Please note that 4 Master Tutorial sessions offer 1.5 continuing education (CE) credits for psychology purposes per session attended. These sessions are designed to appeal to practitioners and academics at a post-graduate level. There is no additional cost to attend any Master Tutorial beyond the cost of basic conference registration. SIOP is approved by the American Psychological Association to sponsor continuing education for psychologists. SIOP maintains responsibility for these programs and their content.

Please note:  Master Tutorial Session 318 is not approved for psychology credit.

Additionally, SIOP is an HR Certification Institute Approved Provider. Master Tutorial sessions 314, 318 and 335 are approved for 1.5 hours each of HR general credit for PHR/SPHR/GPHR recertification.


Session 224 - 101 Things About Big Data You're Afraid to Ask
Presented by Abeer Dubey, Brian Welle, Kathryn Dekas and Mark T. Rivera

Friday, April 24, 2015
3:30-5:00pm
Room: Grand G (new room)

This session brings together I-O Psychologists and data scientists to speak across disciplines and provide the foundation that many SIOPers have yet to obtain regarding Big Data and its use.

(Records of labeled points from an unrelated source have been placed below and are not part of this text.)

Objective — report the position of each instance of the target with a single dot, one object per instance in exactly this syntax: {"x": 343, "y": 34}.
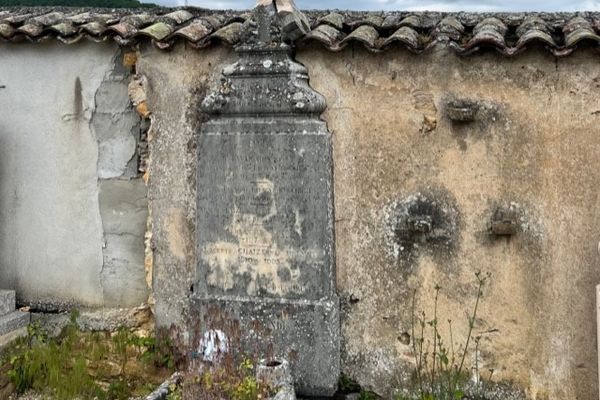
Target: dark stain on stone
{"x": 423, "y": 222}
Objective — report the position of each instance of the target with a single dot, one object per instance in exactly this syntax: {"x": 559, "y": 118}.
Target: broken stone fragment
{"x": 277, "y": 375}
{"x": 462, "y": 110}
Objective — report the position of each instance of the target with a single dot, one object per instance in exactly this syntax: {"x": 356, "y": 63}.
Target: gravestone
{"x": 265, "y": 273}
{"x": 10, "y": 319}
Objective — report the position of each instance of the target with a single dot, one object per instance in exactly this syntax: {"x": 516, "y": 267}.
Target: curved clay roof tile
{"x": 364, "y": 34}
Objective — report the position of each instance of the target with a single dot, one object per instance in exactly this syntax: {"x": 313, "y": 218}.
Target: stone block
{"x": 13, "y": 321}
{"x": 7, "y": 301}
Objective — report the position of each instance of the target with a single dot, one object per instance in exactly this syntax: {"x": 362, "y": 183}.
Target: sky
{"x": 409, "y": 5}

Using rich examples, the presenters will illuminate how I-Os can take advantage of the many new paths Big Data offers.

Learning Objectives:

  • Articulate what data sciences and Big Data are, and the contributions they are making to our understanding of human behavior, especially in the workplace.
  • Generate research questions and hypotheses that are uniquely appropriate for exploration/testing via data science work
  • Use a lens that enables the operationalization and quantification of every aspect of human behavior for potential translation into a data source
  • Describe the new skills required to conduct work in this realm
  • Identify the gap between the resources and skills participants currently have and know, and those they need for doing work in this realm (e.g., coding, analytical techniques, managing large datasets).
  • Recognize potential ethical considerations around doing work with Big Data
  • Apply Big Data techniques to classic I-O Psychology content areas.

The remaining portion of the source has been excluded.